After the part of the book criticizing all the famous personal finance personalities, she does start to make some good points. For example:

  • Companies pitch variable annuities at many times where it doesn’t make sense (pg 102)
  • Jim Cramer and Mad Money are ridiculous, and should be treated as the entertainment he is rather than investment advice (Buy! Sell! Horns! Lights!). Ric Edelman makes the same points in his book “Rescue Your Money”
  • Large companies like Prudential, et. all can be infantilizing when it comes to the topic of women and money. Apparently Joan Cleveland from Prudential recommends turning everything over to a financial adviser (provided by Prudential, I’m sure) on Page 151. Because women don’t have a handle on basic investing products. Ugh, this is so aggravating! So instead of learning about the products, the womens should just turn over their money to the nice banker man who will hold their hand and charge them 2% fees to manage their assets. No thank you!
    • Fidelity’s third tip here is to “Turn to a pro” – which of course Fidelity will be happy to be for you! After all why learn to manage the money yourself.
    • Morgan Stanley assumes you have a financial advisor, you just might be reluctant to reach out to them with questions. They also reassure you that you don’t need to be an expert, just know enough to make sure you’re getting good advice
    • Prudential’s overall website is actually pretty good, surprising given the quotes. I really appreciate that their pitch for a financial advisor is contained within buried links
    • Interestingly Vanguard doesn’t seem to have anything on their site geared specifically toward women. Maybe because they see them as just…investors?
  • Her points about real estate and paying for it the old fashioned, traditional way that didn’t cause a bubble or the near-collapse of our financial system (20% down, 15 or 30-year fixed rate mortgage when you have a healthy emergency fund/plan and aren’t planning to move for 7-10 years is the way to go!)
    • Although this quote is ridiculous – Pg. 191, “But no one mentions little details like the fact that…land and residential units can be among the most illiquid of assets. They don’t say you can suddenly lose your job or encounter an expected medical expense and not be able to keep up with your mortgage.” I don’t know what she reads because I literally see these things mentioned ALL THE TIME. One day I’ll write a post about my ten years in this house and the ups and downs of it all.
  • Corporate sponsors just might not be the best source of financial education for our young kids. They have an inherent conflict of interest in that they make most of their money off the financially irresponsible. Also, having one class or a few classes in high school is likely not the most effective financial education. Sure, you can apply lessons in managing a checking account or credit card pretty quickly. But 401ks, mortgages, 529’s, emergency funds, etc. are all years down the road. A single class one time may set you on the right path but it’s unlikely to change your financial life unless you’re inspired to seek out more research as a result.
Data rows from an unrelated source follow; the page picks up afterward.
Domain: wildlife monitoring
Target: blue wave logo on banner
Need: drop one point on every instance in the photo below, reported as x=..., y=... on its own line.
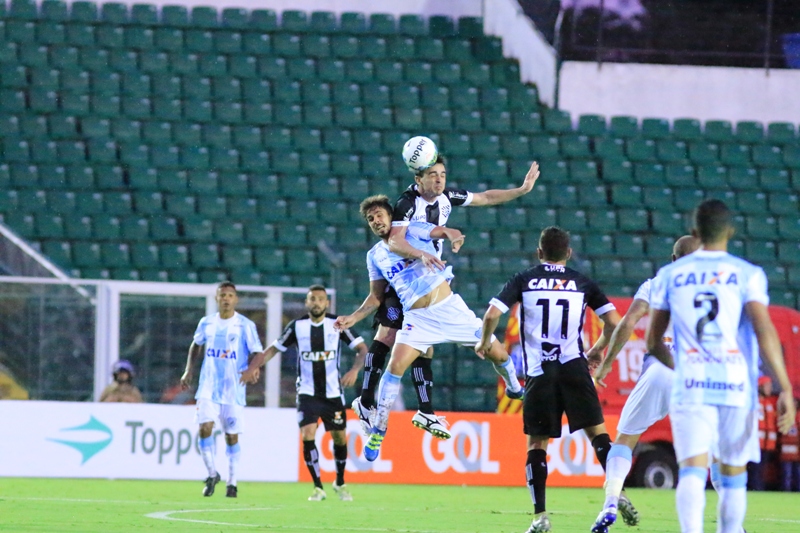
x=88, y=449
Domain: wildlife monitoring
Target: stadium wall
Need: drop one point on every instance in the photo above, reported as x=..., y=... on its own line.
x=669, y=91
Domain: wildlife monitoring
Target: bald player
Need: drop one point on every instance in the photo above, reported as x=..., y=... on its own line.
x=647, y=404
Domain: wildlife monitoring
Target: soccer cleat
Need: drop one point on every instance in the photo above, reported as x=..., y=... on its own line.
x=515, y=395
x=318, y=495
x=373, y=447
x=435, y=425
x=211, y=482
x=365, y=416
x=606, y=518
x=343, y=493
x=629, y=513
x=541, y=524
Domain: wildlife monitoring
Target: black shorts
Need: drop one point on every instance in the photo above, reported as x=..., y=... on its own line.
x=331, y=410
x=390, y=313
x=566, y=388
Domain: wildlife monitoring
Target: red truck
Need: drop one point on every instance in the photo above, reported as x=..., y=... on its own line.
x=654, y=458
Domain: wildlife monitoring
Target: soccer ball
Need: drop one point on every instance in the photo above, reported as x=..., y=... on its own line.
x=420, y=153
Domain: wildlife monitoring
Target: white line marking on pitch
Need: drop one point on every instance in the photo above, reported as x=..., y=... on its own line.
x=167, y=515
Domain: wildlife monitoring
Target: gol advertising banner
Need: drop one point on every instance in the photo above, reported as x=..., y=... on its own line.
x=138, y=441
x=485, y=449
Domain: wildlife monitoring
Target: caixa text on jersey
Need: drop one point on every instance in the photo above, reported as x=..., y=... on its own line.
x=221, y=354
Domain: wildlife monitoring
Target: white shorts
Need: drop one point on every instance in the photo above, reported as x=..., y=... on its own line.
x=731, y=433
x=230, y=417
x=449, y=321
x=648, y=402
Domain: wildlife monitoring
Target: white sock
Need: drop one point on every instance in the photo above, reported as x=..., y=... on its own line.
x=690, y=498
x=618, y=465
x=509, y=375
x=388, y=390
x=732, y=503
x=207, y=452
x=233, y=453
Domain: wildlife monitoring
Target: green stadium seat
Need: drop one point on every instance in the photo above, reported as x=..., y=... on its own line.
x=686, y=200
x=781, y=203
x=668, y=223
x=655, y=128
x=781, y=133
x=749, y=132
x=752, y=202
x=671, y=151
x=641, y=150
x=575, y=146
x=743, y=178
x=687, y=129
x=719, y=131
x=789, y=227
x=770, y=156
x=760, y=227
x=735, y=154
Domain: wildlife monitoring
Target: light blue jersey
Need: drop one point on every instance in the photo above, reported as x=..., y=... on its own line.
x=228, y=343
x=410, y=278
x=715, y=348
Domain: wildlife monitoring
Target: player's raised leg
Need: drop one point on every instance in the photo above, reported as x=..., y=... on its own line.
x=340, y=458
x=402, y=357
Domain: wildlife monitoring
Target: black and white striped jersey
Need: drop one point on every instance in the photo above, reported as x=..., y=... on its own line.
x=318, y=353
x=554, y=300
x=412, y=207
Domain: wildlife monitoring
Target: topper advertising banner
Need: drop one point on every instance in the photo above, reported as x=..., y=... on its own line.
x=485, y=449
x=138, y=441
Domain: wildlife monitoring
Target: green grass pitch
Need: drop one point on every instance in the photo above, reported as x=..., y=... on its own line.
x=56, y=505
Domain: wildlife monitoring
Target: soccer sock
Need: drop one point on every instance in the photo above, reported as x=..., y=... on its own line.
x=373, y=368
x=311, y=456
x=602, y=445
x=618, y=465
x=732, y=503
x=233, y=452
x=387, y=394
x=509, y=375
x=715, y=477
x=690, y=498
x=207, y=451
x=422, y=375
x=536, y=473
x=340, y=456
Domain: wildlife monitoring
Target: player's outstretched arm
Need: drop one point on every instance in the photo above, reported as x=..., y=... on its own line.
x=490, y=320
x=377, y=288
x=771, y=353
x=659, y=322
x=349, y=379
x=399, y=245
x=620, y=336
x=610, y=321
x=195, y=351
x=501, y=196
x=253, y=369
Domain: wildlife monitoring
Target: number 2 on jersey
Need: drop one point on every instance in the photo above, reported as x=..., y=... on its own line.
x=544, y=303
x=713, y=311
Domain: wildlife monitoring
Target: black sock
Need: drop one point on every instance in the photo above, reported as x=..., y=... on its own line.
x=422, y=376
x=536, y=473
x=373, y=369
x=311, y=455
x=602, y=445
x=340, y=456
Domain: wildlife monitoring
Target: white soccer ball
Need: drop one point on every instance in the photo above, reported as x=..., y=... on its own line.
x=420, y=153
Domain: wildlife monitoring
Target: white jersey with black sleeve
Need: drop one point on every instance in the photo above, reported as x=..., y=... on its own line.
x=554, y=300
x=412, y=207
x=318, y=354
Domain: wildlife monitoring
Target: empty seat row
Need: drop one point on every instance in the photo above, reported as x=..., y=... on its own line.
x=116, y=13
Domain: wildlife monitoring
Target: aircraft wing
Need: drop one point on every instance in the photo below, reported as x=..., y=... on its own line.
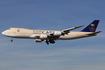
x=67, y=30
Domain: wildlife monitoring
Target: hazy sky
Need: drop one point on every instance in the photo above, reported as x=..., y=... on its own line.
x=25, y=54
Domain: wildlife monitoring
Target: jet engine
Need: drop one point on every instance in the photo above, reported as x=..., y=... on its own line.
x=43, y=36
x=57, y=33
x=38, y=40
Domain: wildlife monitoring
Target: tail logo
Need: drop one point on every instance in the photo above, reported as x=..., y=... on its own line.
x=92, y=28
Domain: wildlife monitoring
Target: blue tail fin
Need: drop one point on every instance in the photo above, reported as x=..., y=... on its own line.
x=91, y=27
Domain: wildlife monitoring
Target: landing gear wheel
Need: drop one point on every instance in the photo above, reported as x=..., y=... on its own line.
x=11, y=40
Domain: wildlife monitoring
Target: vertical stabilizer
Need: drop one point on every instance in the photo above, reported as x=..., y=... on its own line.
x=91, y=27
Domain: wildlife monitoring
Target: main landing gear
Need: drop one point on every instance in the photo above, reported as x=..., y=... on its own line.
x=11, y=39
x=50, y=41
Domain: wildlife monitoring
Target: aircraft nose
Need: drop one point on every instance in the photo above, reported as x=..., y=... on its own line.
x=3, y=33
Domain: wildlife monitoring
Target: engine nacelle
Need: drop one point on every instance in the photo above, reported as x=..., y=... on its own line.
x=38, y=40
x=43, y=36
x=57, y=33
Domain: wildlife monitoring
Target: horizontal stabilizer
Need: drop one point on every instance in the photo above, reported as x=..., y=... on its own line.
x=91, y=27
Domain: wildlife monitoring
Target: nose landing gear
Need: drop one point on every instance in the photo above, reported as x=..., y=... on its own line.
x=11, y=39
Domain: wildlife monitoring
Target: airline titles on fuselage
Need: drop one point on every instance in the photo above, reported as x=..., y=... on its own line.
x=42, y=32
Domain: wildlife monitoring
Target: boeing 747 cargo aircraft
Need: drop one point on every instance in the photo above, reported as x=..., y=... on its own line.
x=49, y=36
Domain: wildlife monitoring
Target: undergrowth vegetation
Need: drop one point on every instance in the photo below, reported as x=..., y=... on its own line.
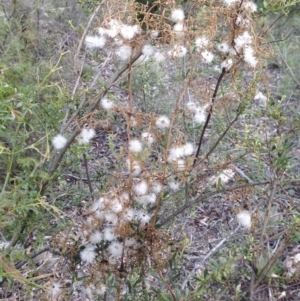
x=149, y=151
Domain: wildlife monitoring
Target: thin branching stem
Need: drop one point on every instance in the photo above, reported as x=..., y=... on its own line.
x=209, y=115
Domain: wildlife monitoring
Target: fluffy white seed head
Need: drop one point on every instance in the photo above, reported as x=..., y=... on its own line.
x=176, y=153
x=140, y=188
x=201, y=42
x=250, y=6
x=147, y=138
x=178, y=51
x=128, y=214
x=111, y=217
x=109, y=234
x=223, y=177
x=88, y=254
x=179, y=28
x=115, y=249
x=107, y=104
x=135, y=146
x=124, y=52
x=59, y=142
x=243, y=39
x=85, y=136
x=162, y=122
x=177, y=15
x=244, y=219
x=207, y=56
x=143, y=218
x=95, y=41
x=249, y=57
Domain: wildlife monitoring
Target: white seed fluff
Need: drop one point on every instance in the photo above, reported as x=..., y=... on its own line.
x=244, y=219
x=88, y=254
x=162, y=122
x=115, y=249
x=250, y=6
x=201, y=42
x=249, y=57
x=111, y=217
x=86, y=135
x=179, y=28
x=177, y=15
x=109, y=234
x=135, y=146
x=147, y=138
x=115, y=27
x=207, y=56
x=128, y=214
x=59, y=141
x=107, y=104
x=95, y=41
x=178, y=51
x=143, y=218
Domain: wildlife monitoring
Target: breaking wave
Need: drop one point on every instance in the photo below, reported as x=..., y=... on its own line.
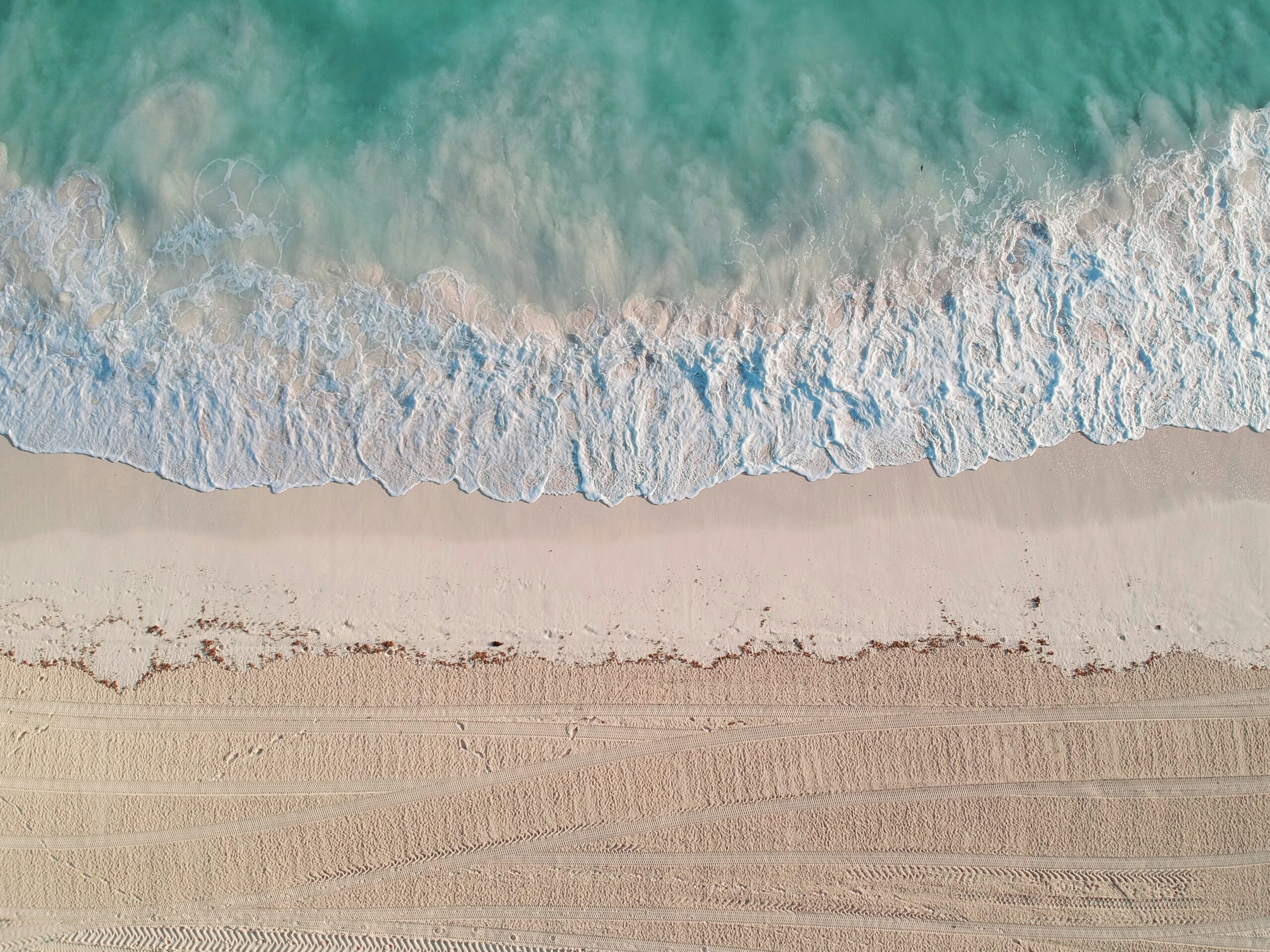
x=1126, y=305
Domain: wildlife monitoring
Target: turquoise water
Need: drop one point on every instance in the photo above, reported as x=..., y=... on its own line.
x=624, y=248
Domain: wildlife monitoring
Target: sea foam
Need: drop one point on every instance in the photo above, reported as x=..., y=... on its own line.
x=1122, y=306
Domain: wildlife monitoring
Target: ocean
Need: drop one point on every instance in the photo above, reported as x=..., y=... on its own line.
x=628, y=248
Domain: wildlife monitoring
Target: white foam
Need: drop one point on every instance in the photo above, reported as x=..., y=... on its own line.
x=1112, y=310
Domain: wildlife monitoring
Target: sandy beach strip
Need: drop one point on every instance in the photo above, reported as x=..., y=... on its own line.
x=1091, y=556
x=959, y=799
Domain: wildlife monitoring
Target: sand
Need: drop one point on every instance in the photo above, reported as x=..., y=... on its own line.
x=166, y=789
x=960, y=799
x=1091, y=556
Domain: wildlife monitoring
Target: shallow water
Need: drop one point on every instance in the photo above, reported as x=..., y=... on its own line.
x=627, y=248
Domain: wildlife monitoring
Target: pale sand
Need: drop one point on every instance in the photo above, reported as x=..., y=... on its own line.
x=1131, y=550
x=962, y=799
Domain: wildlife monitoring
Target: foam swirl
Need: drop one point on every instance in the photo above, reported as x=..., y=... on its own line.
x=1123, y=306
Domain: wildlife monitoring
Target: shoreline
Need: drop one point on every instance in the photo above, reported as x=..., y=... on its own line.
x=1083, y=546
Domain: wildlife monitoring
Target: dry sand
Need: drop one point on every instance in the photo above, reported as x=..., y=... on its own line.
x=962, y=799
x=976, y=796
x=1090, y=555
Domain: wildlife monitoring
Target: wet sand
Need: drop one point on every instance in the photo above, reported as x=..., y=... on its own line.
x=1091, y=556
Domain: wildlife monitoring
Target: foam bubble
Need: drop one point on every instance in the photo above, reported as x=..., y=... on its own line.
x=1108, y=310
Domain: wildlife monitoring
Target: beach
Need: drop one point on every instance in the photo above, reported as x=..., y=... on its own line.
x=1081, y=555
x=955, y=800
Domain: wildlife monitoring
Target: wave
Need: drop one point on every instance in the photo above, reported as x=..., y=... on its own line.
x=1114, y=309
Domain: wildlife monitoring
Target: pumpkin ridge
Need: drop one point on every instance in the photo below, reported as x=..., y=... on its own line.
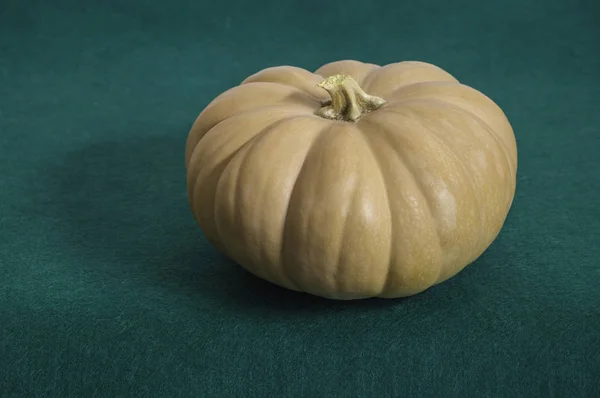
x=466, y=175
x=448, y=102
x=391, y=257
x=260, y=136
x=219, y=170
x=486, y=127
x=194, y=169
x=293, y=192
x=248, y=148
x=294, y=97
x=416, y=182
x=396, y=69
x=276, y=75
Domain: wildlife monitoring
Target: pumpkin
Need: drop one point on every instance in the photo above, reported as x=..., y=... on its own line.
x=354, y=181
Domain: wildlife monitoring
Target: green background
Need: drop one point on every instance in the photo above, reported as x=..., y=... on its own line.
x=108, y=287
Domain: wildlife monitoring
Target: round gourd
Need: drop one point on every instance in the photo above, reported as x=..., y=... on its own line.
x=354, y=181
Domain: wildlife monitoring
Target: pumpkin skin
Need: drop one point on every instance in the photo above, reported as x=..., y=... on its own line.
x=388, y=205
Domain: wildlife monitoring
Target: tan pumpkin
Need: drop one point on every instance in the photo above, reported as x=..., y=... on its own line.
x=353, y=181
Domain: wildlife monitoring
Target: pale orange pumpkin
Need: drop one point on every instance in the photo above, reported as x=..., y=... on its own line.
x=353, y=181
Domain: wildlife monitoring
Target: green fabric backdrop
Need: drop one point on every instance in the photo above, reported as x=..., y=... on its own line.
x=108, y=288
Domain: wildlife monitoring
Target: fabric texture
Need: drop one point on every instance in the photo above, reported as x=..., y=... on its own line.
x=109, y=288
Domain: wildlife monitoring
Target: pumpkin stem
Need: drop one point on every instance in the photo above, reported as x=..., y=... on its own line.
x=348, y=101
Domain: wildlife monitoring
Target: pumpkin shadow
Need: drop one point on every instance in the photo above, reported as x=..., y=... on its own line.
x=124, y=211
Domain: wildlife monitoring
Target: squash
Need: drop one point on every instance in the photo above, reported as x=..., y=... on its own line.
x=354, y=181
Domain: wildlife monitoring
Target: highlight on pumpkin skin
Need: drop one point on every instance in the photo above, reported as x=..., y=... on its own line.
x=348, y=101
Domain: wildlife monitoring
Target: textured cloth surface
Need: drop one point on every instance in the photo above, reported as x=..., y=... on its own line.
x=108, y=287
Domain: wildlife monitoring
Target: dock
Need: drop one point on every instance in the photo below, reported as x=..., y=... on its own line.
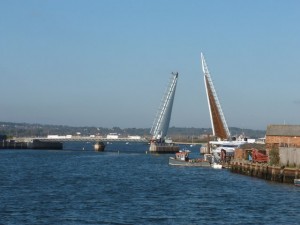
x=265, y=171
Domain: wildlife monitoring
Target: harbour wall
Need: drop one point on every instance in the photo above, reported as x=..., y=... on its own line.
x=265, y=171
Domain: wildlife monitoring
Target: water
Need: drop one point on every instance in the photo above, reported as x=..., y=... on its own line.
x=123, y=185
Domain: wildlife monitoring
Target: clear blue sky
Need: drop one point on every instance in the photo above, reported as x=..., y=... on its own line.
x=107, y=63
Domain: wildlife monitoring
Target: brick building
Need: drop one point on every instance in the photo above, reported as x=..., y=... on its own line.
x=282, y=136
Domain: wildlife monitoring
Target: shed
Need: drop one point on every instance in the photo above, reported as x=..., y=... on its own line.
x=282, y=136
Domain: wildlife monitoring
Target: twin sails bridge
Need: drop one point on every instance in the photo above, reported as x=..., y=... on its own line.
x=161, y=122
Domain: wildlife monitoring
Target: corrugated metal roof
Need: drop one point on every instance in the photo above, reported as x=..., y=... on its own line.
x=283, y=130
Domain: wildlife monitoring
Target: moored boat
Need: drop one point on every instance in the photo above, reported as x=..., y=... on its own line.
x=182, y=159
x=297, y=182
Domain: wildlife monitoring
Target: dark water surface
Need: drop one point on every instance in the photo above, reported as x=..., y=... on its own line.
x=123, y=185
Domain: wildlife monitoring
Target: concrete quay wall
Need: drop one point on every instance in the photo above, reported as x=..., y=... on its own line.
x=265, y=171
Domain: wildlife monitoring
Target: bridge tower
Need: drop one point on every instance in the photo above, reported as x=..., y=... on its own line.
x=218, y=122
x=160, y=126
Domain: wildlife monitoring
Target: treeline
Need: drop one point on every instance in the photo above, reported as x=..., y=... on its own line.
x=39, y=130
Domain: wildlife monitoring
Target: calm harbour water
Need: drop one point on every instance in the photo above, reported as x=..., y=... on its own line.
x=123, y=185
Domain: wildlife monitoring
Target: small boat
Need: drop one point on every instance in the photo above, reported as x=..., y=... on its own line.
x=216, y=166
x=182, y=159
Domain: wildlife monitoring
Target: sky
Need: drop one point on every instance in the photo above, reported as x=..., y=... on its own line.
x=107, y=63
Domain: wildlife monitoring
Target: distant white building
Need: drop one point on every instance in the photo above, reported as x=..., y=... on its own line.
x=134, y=137
x=59, y=137
x=112, y=136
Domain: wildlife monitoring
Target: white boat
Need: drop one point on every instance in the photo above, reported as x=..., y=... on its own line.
x=182, y=159
x=297, y=182
x=216, y=166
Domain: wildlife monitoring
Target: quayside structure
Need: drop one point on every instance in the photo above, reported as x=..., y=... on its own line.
x=159, y=143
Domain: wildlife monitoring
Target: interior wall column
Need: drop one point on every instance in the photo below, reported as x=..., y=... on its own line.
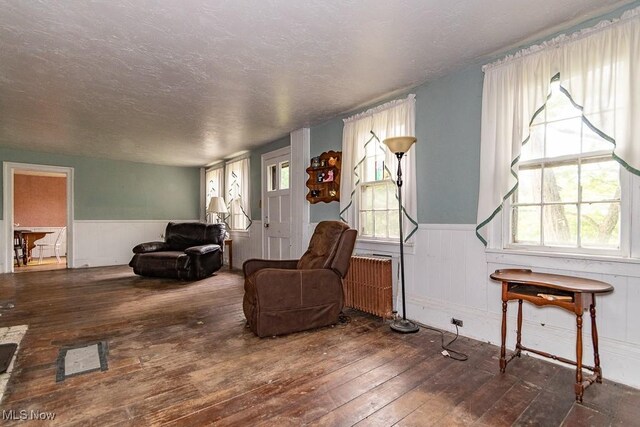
x=300, y=155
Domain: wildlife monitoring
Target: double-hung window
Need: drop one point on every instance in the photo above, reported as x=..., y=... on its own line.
x=214, y=184
x=368, y=188
x=237, y=194
x=378, y=204
x=569, y=191
x=559, y=154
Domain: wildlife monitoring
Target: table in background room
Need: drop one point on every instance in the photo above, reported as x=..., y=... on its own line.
x=30, y=237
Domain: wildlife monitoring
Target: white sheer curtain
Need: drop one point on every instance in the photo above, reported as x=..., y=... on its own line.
x=237, y=197
x=599, y=68
x=395, y=118
x=214, y=183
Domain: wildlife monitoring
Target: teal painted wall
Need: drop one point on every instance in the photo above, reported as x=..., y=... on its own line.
x=119, y=190
x=448, y=113
x=447, y=152
x=255, y=166
x=448, y=149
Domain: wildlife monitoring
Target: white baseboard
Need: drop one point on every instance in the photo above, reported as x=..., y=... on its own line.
x=618, y=359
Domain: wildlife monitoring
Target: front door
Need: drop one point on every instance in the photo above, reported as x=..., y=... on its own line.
x=276, y=207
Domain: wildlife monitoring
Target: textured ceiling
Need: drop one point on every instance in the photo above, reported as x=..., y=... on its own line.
x=188, y=82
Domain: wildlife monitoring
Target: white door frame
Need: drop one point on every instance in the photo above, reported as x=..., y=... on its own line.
x=275, y=153
x=9, y=169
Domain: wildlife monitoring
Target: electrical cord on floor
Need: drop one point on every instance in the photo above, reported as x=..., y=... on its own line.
x=447, y=350
x=344, y=319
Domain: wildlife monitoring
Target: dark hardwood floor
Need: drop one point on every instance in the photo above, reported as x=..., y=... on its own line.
x=179, y=353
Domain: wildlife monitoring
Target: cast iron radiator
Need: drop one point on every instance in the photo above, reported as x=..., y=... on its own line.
x=368, y=286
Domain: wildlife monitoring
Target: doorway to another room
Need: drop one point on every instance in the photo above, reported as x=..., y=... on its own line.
x=37, y=215
x=276, y=205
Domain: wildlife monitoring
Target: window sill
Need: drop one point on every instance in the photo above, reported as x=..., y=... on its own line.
x=587, y=263
x=384, y=246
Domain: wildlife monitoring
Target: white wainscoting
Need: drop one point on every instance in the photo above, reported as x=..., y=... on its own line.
x=450, y=278
x=247, y=244
x=102, y=243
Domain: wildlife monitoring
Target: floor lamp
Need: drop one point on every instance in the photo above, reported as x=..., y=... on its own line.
x=400, y=145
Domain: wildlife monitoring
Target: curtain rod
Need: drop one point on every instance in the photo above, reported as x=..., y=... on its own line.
x=563, y=39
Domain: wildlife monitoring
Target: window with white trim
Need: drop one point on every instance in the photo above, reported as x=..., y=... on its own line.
x=368, y=200
x=214, y=185
x=569, y=192
x=378, y=203
x=237, y=194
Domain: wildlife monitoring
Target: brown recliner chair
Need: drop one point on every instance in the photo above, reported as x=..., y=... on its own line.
x=191, y=251
x=287, y=296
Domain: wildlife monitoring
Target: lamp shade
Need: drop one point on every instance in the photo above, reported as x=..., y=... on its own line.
x=400, y=144
x=217, y=205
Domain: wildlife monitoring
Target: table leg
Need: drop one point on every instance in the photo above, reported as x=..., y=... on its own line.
x=519, y=333
x=594, y=338
x=579, y=389
x=503, y=349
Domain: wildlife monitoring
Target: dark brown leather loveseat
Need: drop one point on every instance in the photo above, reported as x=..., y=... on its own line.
x=294, y=295
x=191, y=251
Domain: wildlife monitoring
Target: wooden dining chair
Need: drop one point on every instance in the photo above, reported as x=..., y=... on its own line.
x=55, y=246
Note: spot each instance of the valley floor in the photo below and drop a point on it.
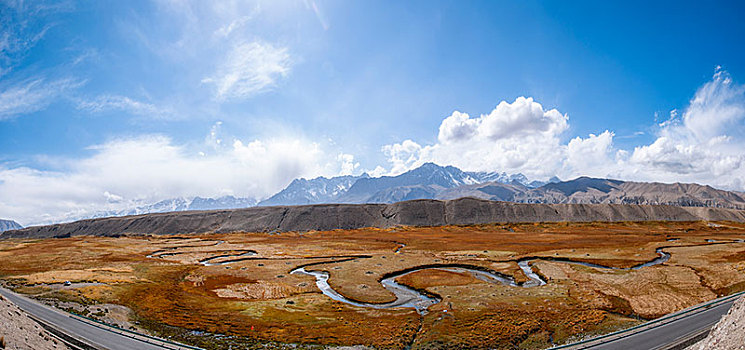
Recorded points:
(218, 290)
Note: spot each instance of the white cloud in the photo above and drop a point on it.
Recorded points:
(32, 95)
(515, 137)
(704, 144)
(126, 172)
(105, 103)
(249, 69)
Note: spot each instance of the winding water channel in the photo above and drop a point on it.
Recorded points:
(408, 297)
(421, 300)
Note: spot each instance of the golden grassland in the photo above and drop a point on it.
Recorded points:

Unfortunately, all this good content comes after the shooting of the straw men. She rails against the personal finance crowd selling products with their names (like financial planners, budget worksheets) – I’m not sure if she things they’re running a charity? And I really don’t like how essentially no one is responsible for their own finances. Yes, I know bad things happen to good people at bad times. Heck, my husband almost died of septic shock, leading to a month away from home in the hospital and rehab, many surgeries, months of physical therapy, etc. He also lost his job three months after I bought my first new car and started my MBA. But did I sit around complaining “poor me” or “why me”? No, because that wouldn’t help anything. And fortunately I had always saved so these potentially devastating and bankrupting events were more giant roller coasters – a wild ride but still safe and it all came out OK in the end.

All in all, I may recommend taking this book out from the library if you want to get angry, or if you like to shirk responsibility for your finances. Otherwise, skip it.